Like last year, our lobby day was shaped by a recent high profile CEQA case with UC Berkeley losing before the courts.  In 2022, UC Berkeley had just lost a CEQA case that was going to result in thousands of prospective students potentially losing their placements.  Dozens of news articles and outraged statements from policymakers resulted.  That issue was quickly resolved by the legislature.  In a case of deja vu, UC Berkeley again lost a high profile CEQA case just before AEP's 2023 lobby day.  This time, their planned student housing project at People's Park was tossed out by the court, who stated the university hadn't properly analyzed the increased noise that would come from students.  This immediately led to criticisms from policymakers that the decision could mean that CEQA must analyze the "types" of people that would live in a new residential development.  As expected, most of the legislators and staff we met with wanted to talk about this case and hear AEP's thoughts.  Asm. Wicks has already introduced AB 1307 to address the issue by stating that unamplified sounds from residences shall not be considered a significant impact.

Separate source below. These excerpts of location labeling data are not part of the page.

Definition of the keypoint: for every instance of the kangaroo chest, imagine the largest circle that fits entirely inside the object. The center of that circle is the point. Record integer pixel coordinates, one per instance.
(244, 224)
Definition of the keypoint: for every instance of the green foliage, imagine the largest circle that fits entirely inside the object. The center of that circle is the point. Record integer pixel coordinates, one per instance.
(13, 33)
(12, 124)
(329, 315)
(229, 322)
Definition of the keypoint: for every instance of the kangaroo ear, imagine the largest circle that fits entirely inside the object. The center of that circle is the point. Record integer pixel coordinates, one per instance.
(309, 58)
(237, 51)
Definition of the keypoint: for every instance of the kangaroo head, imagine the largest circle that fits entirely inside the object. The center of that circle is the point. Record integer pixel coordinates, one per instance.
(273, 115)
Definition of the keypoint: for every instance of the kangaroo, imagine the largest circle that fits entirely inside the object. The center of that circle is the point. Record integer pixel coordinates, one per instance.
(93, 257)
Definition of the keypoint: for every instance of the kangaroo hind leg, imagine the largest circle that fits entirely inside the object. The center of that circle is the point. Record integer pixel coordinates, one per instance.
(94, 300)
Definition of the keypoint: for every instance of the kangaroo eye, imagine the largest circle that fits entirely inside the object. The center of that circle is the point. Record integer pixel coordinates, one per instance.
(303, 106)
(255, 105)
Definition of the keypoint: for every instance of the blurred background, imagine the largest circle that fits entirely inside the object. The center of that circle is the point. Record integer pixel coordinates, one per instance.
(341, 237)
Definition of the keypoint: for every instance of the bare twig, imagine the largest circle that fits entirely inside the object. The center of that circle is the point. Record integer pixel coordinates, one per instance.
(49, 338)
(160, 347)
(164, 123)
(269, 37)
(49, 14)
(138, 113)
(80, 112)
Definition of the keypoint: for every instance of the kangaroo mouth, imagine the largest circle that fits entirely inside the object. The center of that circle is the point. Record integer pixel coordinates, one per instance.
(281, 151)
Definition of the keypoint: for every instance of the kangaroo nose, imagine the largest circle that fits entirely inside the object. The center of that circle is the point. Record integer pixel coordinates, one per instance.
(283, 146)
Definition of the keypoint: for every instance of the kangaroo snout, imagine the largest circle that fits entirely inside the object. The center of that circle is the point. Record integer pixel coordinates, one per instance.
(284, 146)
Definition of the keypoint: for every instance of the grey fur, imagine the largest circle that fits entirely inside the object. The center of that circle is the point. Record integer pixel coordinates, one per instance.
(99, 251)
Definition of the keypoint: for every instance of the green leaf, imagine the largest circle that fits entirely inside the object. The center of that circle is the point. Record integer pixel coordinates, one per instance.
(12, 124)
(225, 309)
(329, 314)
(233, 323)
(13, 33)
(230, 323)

Additionally, AEP was asked a lot about SB 35 and where and how the law has been a success.  The law, which was passed in 2017, sunsets soon.  Senator Wiener is hoping to extend the law and make additional improvements via his new bill SB 423.  However, like AB 2011 (Wicks) from 2022, the bill has become a pitched battle by labor unions over what the appropriate labor standards requirements should be.  This debate over labor standards threatens to upend the bill and potentially lead to the sunsetting of SB 35. 

However, SB 35 will not be the only bill in 2023 to allow infill housing projects to avoid CEQA review in certain situations.  AB 68 (Ward) aims to allow streamlining of urban residential developments while making it more difficult to build greenfield residential developments and housing is climate-risk areas like flood plains, fire threat areas, etc.  AB 1318 (Rivas) would expand the infill exemption size limit from 4 acres to 5 acres.  AB 1449 (Alvarez) would exempt from CEQA certain affordable housing projects.  SB 4 (Wiener) would allow residential developments by faith based entities and universities on their own property to be considered a "by right" use, thus avoiding CEQA review. 

The above bills are just a slice of the CEQA-related bills introduced in 2023.  As is well understood at this point, all of this attention stems from the housing affordability and homelessness crisis expanding throughout the state.  To attempt to address this, a growing number of legislators, including many progressive Democrats, are increasingly more interested in making changes to CEQA as it relates to housing.  This can obviously put them at odds with environmental groups and labor unions.  It will be very interesting what bills make it across the finish line in 2023, but the AEP Legislative Committee has never had so many legislators interested in our ideas for CEQA reforms and streamlining opportunities.